PSGOnline - for stock prices
Equinox - for unit trust prices
Moneyweb - to see how wrong my more sensational competitors got it
That's it really. What a financial geek I am.

Four (more) places I would rather be right now
At home - it's a holiday for Christ's sake. (For those who overlook the importance of punctuation, I mean this literally. It's Good Friday.)
In my boyfriend's bed, hopefully with him, and tanked full of shiraz. Only we don't know if he's my boyfriend or not, since he has issues. Well, I know what I want, and have said so, but what can you do with Aquarian men?
In Venice. Anywhere in Venice would do.
In this little spot in Delta Park where there is a thicket of huge old cottonwood trees, which always reminds me of a certain section in The Hobbit.

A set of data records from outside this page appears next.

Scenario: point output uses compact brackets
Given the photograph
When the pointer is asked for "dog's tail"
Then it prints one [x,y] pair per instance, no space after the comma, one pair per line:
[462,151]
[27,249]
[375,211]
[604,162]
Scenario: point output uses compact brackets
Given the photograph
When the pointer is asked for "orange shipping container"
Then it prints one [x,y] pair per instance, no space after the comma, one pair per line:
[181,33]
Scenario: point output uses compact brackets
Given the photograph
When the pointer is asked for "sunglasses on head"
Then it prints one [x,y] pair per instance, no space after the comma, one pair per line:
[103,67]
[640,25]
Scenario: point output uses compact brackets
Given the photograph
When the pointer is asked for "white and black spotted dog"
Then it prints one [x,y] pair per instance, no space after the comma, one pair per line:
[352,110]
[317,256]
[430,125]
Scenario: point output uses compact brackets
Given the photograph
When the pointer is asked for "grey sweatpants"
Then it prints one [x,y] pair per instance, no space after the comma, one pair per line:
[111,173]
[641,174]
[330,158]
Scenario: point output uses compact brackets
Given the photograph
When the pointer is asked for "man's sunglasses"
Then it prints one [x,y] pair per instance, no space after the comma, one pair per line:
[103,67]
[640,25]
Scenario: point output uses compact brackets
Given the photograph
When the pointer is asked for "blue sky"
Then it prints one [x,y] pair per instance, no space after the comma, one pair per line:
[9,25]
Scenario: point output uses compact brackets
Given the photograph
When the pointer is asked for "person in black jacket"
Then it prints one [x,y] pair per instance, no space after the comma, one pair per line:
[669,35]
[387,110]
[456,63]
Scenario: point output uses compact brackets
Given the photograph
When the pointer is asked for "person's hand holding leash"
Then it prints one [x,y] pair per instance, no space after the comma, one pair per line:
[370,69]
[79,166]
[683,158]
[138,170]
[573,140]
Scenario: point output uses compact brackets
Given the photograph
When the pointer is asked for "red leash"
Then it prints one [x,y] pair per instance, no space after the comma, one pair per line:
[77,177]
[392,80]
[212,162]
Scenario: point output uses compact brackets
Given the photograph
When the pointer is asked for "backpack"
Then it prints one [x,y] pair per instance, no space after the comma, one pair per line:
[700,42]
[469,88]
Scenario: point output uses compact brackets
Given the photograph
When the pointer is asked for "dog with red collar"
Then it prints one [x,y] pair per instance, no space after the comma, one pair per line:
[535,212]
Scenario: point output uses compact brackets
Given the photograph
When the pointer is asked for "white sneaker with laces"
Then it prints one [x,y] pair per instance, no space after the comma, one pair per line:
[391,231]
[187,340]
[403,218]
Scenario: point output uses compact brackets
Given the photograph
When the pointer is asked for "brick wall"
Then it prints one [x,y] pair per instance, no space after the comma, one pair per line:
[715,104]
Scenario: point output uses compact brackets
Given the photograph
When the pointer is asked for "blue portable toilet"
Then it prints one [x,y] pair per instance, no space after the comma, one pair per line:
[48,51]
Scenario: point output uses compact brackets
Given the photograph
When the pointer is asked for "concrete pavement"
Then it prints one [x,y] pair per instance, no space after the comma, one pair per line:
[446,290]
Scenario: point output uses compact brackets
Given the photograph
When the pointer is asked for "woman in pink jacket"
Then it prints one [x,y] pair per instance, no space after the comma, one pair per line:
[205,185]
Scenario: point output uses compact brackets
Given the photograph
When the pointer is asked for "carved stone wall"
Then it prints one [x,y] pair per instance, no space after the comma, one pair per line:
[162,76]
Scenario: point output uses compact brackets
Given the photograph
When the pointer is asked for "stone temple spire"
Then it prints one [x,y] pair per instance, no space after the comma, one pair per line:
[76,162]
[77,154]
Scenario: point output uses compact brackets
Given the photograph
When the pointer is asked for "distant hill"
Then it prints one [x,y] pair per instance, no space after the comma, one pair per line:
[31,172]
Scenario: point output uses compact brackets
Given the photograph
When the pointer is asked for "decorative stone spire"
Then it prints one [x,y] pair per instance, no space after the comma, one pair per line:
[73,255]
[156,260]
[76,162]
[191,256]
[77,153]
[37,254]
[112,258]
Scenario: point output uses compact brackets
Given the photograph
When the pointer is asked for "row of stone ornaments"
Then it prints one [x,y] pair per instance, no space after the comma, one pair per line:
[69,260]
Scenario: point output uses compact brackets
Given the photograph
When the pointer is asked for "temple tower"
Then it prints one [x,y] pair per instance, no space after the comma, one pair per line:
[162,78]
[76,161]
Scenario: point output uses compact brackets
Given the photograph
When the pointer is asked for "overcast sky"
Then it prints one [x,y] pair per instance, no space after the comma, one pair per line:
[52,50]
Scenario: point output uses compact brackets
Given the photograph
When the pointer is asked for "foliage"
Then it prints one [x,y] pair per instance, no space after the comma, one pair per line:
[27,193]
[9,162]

But if there was one place to pick, I'd like to be in my fabulous new house with the renovations already done and the arbour already planted and with fab guests wafting through, admiring my taste and being secretly jealous that I've managed to do all this and have a lovely boyfriend too. (See? Power of positive thought will make it happen. All your good vibes are welcome, reader.)

I ain't tagging no bloggers, coz I ain't got no one else to tag. Most of the people whose lives I like to be up to date with are still old-fashioned enough to phone me and tell me things, rather than blogging about it.